Este 11 de septiembre se cumplieron 22 años de una fecha que los más jóvenes no conocieron en su trágica dimensión, pero quienes hemos vivido un poco más recordamos como un verdadero quiebre en la historia de la humanidad.
Aquel día observamos con horror y en vivo, a través de la televisión, como una serie de atentados terroristas sacudían los Estados Unidos. Esa mañana de 2001, cuatro aviones comerciales fueron secuestrados por extremistas del grupo Al-Qaeda, la mano que provocó una tragedia que cobró la vida de casi 3.000 personas y cambió el curso de la política y la seguridad internacional para siempre.
Dos de estos aviones fueron dirigidos contra las emblemáticas Torres Gemelas del World Trade Center en Nueva York. El impacto y el posterior colapso de los edificios fueron transmitidos en tiempo real, dejando a millones de espectadores en todo el mundo impactados, ante la magnitud del hecho.
Simultáneamente, otro avión se estrelló contra el robusto edificio del Pentágono en Arlington, Virginia, sede del Departamento de Defensa de EE.UU. Esa nación estaba bajo un ataque coordinado sin precedentes.
Sin embargo, la historia de ese día también incluye un hecho heroico en el estado de Pensilvania, donde los pasajeros del vuelo 93 se enfrentaron a los secuestradores y, en un acto de sacrificio heróico, derribaron la aeronave en un campo vacío para evitar que alcanzara su objetivo, posiblemente el Capitolio o la Casa Blanca.
Aquellas acciones brutales dejaron cicatrices imborrables en el tejido social y político del mundo entero. El odio y la violencia alcanzaron su punto más álgido, pero también se trata de un día que nos enseñó la urgencia de la paz, la cooperación y el diálogo como antídotos al horror.

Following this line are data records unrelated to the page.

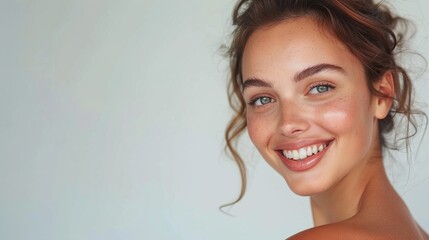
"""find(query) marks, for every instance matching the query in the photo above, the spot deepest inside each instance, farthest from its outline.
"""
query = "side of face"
(304, 89)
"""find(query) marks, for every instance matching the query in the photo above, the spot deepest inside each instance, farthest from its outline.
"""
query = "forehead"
(291, 46)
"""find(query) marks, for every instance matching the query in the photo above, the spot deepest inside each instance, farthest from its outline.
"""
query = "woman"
(317, 87)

Esos actos de violencia sirvieron para apuntalar el miedo y la desconfianza, pero no lograron alcanzar sus objetivos, ni lo harán jamás. En cambio, cosecharon un repudio global, que dejó claro que no serán tolerados ni aceptados por el mundo, ni antes ni ahora.
El legado de aquellos atentados es profundo y duradero, tanto que llega hasta hoy. Ese 11 de septiembre nos dejó numerosas lecciones críticas, que debemos tener presentes y aplicar en un mundo aún lleno de desafíos y amenazas.
En primer lugar, dejó sentado que el extremismo y el terrorismo pueden afectar a cualquier sociedad en cualquier parte del mundo. Jamás la primera potencia mundial había recibido un ataque en su propio suelo continental.
Eso era algo que se consideraba imposible y, sin embargo sucedió. Más que eso, fue atacada en su corazón financiero y militar, con una desproporcionada cifra de fallecidos civiles en cosa de minutos.
De allí en adelante, nada volvió a ser seguro en el mundo.
Esa desgracia que nos golpeó tan duramente como humanidad, nos unió también en la urgencia de evaluarnos y de reconstruir un tejido de seguridad que quedó herido para siempre; pero que también ha aprendido mucho en este largo trecho, respecto a cómo cuidar a las naciones y a su gente. Porque la maldad existe, anda suelta y puede llegar a ser muy poderosa. Eso no ha cambiado, y si lo ha hecho es para peor.
En segundo lugar, el acto heroico de los pasajeros del vuelo 93 en Pensilvania resalta hasta dónde puede llegar el compromiso y el valor de la ciudadanía civil y común en un momento crucial.
El silencioso monumento levantado en el lugar donde el avíon se precipitó a tierra, tras una pelea entre los secuestradores y los secuestrados a bordo del aparato, es testimonio de cómo el ser humano es capaz del valor, del desapego y del último sacrificio cuando se enfrenta a la vida y la muerte como las dos caras de una moneda.
En lugar de responder al terrorismo con más violencia, debemos hacer un esfuerzo responsable en la promoción de la cooperación. La paz no es simplemente la ausencia de guerra; es un estado de armonía en el que las naciones y las personas pueden convivir en prosperidad y seguridad.
La educación desempeña un papel determinante en la promoción de la tolerancia. Debemos enseñar a las generaciones futuras los valores del respeto y la empatía. Tenemos que garantizar que todas las voces sean escuchadas y que todas las personas sean tratadas con igualdad y justicia. La intolerancia y la discriminación solo alimentan el resentimiento y la alienación, lo que puede llevar a indeseados desenlaces trágicos.
La cooperación no significa que debamos renunciar a nuestras diferencias, sino que debemos abordarlas a través del diálogo y la negociación en lugar de la violencia.
La tragedia del 11S nos dejó un legado de dolor, pero también de solidaridad y resiliencia. Hoy debemos tener presente la importancia de promover la paz, la cooperación y el diálogo como vías para construir un mundo mejor. El terrorismo nunca será la respuesta.